Consubstanciado no fato de tratar-se de relação de consumo, inviável impor à parte autora a produção de prova negativa, no sentido de comprovar a regularidade da contratação, cumprindo à parte ré, até mesmo porque tais descontos foram consignados em folha de pagamento, cabendo, portanto, ao requerido provar os fatos impeditivos, modificativos ou extintivos do direito da autora, perfazendo-se na situação sub examine como o contrato firmado entre as partes e a transferência do valor contratado, devendo juntá-los aos autos.

Nas referidas ações, em regra, é deferida em favor da parte autora a inversão do ônus da prova, em razão da hipossuficiência técnica financeira, a fim de que a instituição bancária requerida comprove a existência do contrato, bem como o depósito da quantia contratada.

Esta é uma questão exaustivamente debatida nesta E. Câmara, possuindo até mesmo disposição expressa na Súmula nº 26 deste TJPI, in litteris:

SÚMULA 26 – Nas causas que envolvem contratos bancários, aplica-se a inversão do ônus da prova em favor do consumidor (CDC, art, 6º, VIII) desde que comprovada sua hipossuficiência em relação à instituição financeira, entretanto, não dispensa que o consumidor prove a existência de indícios mínimos do fato constitutivo de seu direito, de forma voluntária ou por determinação do juízo”.

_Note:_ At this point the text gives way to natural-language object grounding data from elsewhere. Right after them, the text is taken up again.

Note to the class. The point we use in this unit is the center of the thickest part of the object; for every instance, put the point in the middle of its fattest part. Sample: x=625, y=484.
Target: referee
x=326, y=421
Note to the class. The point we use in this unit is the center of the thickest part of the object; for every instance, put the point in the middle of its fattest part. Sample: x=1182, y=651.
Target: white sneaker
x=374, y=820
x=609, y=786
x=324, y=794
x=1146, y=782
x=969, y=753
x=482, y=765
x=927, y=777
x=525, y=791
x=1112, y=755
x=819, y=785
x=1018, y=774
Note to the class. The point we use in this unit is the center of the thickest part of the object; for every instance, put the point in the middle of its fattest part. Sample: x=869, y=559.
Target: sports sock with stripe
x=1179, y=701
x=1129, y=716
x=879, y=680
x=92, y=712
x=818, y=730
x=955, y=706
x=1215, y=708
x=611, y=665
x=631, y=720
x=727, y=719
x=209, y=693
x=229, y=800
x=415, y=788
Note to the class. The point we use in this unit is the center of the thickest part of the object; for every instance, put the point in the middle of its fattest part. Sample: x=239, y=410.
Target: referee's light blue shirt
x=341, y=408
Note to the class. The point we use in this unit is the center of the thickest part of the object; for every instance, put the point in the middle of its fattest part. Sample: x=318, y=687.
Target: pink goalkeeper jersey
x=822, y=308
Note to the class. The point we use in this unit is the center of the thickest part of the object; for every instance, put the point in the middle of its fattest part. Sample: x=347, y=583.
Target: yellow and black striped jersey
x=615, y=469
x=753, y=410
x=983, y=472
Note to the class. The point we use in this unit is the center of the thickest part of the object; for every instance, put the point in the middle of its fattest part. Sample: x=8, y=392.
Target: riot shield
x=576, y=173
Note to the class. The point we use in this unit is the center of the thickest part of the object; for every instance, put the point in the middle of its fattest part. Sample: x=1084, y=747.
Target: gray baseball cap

Dito isto, entendo ser cabível a aplicação do art. 6°, VIII do CDC, relativo à inversão do ônus da prova, considerando-se a capacidade, dificuldade ou hipossuficiência de cada parte, cabendo à instituição financeira, e não à parte autora, o encargo de provar a existência do contrato pactuado, capaz de modificar o direito do autor, segundo a regra do art. 373, II do Código de Processo Civil.

A contratação de operações financeiras por meios digitais, como é sabido, é plenamente admitida no ordenamento jurídico pátrio, desde que acompanhada de elementos técnicos aptos a comprovar a autenticidade do consentimento e da identidade da parte contratante, especialmente quando se trata de consumidores hipervulneráveis, como idosos e analfabetos funcionais.

É fato incontroverso que a parte autora é analfabeta, o que atrai a aplicação do art. 595 do Código Civil, segundo o qual:

"O instrumento particular, feito com intervenção de testemunhas, valerá como prova plena. Se uma das partes não souber escrever, assinará a rogo, subscrito por duas testemunhas."

De igual modo, a jurisprudência deste Tribunal de Justiça do Estado do Piauí sedimentou tal entendimento nas seguintes súmulas vinculantes:

  • Súmula 30/TJPI:

"A ausência de assinatura a rogo e subscrição por duas testemunhas nos instrumentos de contrato de mútuo bancário atribuídos a pessoa analfabeta torna o negócio jurídico nulo, mesmo que seja comprovada a disponibilização do valor em conta de sua titularidade, configurando ato ilícito, gerando o dever de repará-lo (...)"
  • Súmula 37/TJPI:

"É nulo o contrato bancário, inclusive na forma digital, celebrado com analfabeto sem as formalidades previstas no art. 595 do Código Civil, quais sejam, assinatura a rogo e a presença de duas testemunhas."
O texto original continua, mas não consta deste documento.